Attila Marcel plays off a question that probably everyone (drunken stupor or no) has wondered: “What if I could remember when I was a baby?” For the thirty year-old Paul, orphaned as an infant and left mute from the trauma, those early memories (if they exist) are the some of the only remaining keepsakes he has of his parents, who evidently died in some tragic accident. So begins a journey of self-discovery and—okay, look, he recalls those memories by drinking “herbal” tea from a fast-talking neighbor named Madame Proust. It’s pretty funny.
Guillaume Gouix does a great job inhabiting the whole range of Paul’s situation, in spite of (or because of?) never saying a single word. He never allows Paul to play the victim, even when Paul is clearly put-upon by his overbearing aunts; he is never pitiable because of his disability, simply sympathetic.
Besides “herbal” tea, music is the key to unlocking Paul’s memories, and these scenes inevitably descend into musical numbers. They’re dreamy, rosy-glassed. Direct Sylvain Chomet isn’t afraid to apply pastel lights and nostalgic vignetting to get the point across.

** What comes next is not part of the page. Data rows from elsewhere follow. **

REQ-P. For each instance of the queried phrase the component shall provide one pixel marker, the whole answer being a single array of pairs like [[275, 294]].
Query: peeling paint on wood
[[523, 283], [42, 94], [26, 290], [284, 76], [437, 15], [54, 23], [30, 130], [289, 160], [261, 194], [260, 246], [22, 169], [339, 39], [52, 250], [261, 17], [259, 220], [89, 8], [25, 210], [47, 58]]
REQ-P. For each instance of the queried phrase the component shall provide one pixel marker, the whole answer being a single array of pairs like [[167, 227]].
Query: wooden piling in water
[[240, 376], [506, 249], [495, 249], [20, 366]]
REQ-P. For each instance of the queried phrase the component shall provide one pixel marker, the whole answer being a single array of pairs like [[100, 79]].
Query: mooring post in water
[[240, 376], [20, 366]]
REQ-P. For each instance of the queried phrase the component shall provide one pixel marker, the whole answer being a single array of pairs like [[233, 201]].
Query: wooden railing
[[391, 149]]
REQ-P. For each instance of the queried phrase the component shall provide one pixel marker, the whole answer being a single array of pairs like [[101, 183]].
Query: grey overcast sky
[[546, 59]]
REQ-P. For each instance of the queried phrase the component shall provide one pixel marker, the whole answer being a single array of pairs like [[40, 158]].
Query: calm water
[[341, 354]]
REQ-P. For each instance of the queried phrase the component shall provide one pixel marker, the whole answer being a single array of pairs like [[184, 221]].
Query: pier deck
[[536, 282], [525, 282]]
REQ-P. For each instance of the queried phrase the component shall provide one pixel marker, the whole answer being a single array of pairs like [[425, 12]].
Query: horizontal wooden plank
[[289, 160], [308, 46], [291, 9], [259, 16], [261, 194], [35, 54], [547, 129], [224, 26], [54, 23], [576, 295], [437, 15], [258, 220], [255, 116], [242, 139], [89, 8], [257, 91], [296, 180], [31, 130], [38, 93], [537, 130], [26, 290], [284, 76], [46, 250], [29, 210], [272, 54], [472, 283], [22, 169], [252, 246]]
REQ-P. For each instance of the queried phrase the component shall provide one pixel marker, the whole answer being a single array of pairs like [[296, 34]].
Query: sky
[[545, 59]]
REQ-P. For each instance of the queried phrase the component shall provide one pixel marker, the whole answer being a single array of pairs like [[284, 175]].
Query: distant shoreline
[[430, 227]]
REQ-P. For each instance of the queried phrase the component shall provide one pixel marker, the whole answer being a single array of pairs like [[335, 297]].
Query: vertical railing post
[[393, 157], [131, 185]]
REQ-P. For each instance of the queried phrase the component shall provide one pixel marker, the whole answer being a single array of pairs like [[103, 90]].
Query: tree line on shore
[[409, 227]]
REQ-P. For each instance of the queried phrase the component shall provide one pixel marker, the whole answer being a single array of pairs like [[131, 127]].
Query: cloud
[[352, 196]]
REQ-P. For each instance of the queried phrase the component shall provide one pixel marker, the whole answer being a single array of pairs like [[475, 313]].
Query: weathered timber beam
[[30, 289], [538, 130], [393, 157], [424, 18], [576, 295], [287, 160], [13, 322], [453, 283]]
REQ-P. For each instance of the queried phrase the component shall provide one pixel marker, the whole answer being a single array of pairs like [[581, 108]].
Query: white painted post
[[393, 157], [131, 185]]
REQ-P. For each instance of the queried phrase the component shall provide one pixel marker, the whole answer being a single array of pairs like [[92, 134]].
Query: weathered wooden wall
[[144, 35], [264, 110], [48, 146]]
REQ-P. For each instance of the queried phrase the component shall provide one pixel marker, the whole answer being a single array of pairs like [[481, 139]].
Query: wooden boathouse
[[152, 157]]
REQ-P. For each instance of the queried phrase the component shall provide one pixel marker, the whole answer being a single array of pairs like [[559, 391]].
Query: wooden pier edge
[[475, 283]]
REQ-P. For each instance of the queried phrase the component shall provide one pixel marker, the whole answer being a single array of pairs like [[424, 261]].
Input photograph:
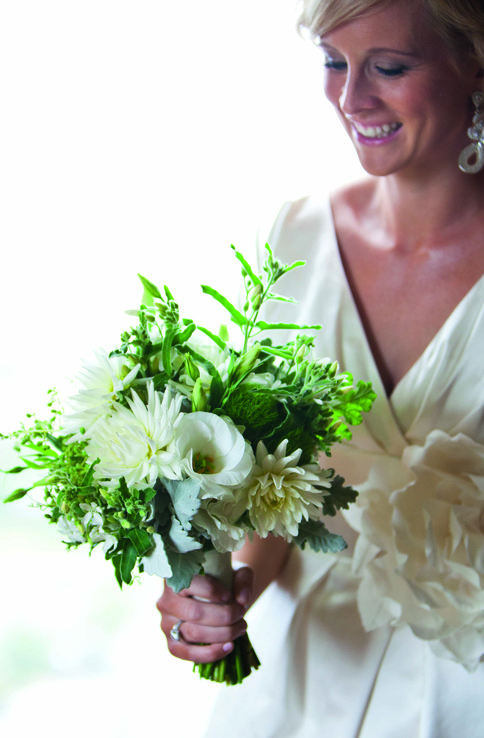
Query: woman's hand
[[210, 615]]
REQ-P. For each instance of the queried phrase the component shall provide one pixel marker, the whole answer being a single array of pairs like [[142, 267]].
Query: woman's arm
[[213, 615]]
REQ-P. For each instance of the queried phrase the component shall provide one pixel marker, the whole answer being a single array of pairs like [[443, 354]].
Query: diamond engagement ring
[[175, 634]]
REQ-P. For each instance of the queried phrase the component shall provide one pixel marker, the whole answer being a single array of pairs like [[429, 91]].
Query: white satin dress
[[384, 640]]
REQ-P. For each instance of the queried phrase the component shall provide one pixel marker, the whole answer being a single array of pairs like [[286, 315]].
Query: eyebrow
[[374, 50]]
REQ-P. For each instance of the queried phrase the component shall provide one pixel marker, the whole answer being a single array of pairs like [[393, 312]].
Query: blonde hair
[[460, 23]]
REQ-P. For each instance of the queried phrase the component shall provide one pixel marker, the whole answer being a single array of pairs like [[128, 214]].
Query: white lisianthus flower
[[95, 400], [137, 442], [281, 494], [214, 452], [420, 554]]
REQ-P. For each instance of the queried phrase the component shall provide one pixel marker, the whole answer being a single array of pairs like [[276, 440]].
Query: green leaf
[[184, 495], [184, 567], [237, 316], [128, 561], [285, 326], [168, 294], [156, 563], [295, 265], [216, 339], [181, 539], [253, 277], [340, 496], [141, 540], [319, 538], [150, 288], [280, 298], [17, 495], [185, 335], [166, 351], [14, 470]]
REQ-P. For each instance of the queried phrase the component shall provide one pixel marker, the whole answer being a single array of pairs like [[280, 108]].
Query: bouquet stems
[[233, 668]]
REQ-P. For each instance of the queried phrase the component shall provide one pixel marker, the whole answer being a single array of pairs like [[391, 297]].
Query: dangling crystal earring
[[475, 151]]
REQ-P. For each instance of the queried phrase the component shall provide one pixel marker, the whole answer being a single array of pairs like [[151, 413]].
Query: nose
[[357, 93]]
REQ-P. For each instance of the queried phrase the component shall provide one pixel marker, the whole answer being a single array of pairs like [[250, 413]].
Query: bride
[[386, 640]]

But lest things get too cloying, Paul’s memories often end ambiguously. It isn’t all ice cream and sing-alongs; there’s a monster at the end. Plenty of time is spent foreshadowing some dark tension between Paul’s mother (headstrong and virtuous in Paul’s memories, natch) and his father, the titular Attila Marcel, who by Paul’s limited recollection is a pro wrestler with a jealous streak.
As if that wasn’t enough, in the mix are Paul’s aunts, who are pushing him into a pianist’s competition, and the increasingly complicated personal life of Madame Proust. It all comes together eventually; but first the movie has to wander away from Paul for a bit. His story never fully regains its momentum after that, leaving the third act a bit of an exercise in tying up loose ends.
Still, Attila Marcel is a sweet, surprising thing. What begins as Paul’s story turns into a dad-and-lad tale, with a hint of star-crossed-love emerging to pin the whole thing together. It’s ambitious, especially for something that spends so much time looking into the past. But sometimes the only way to go forward is to step back.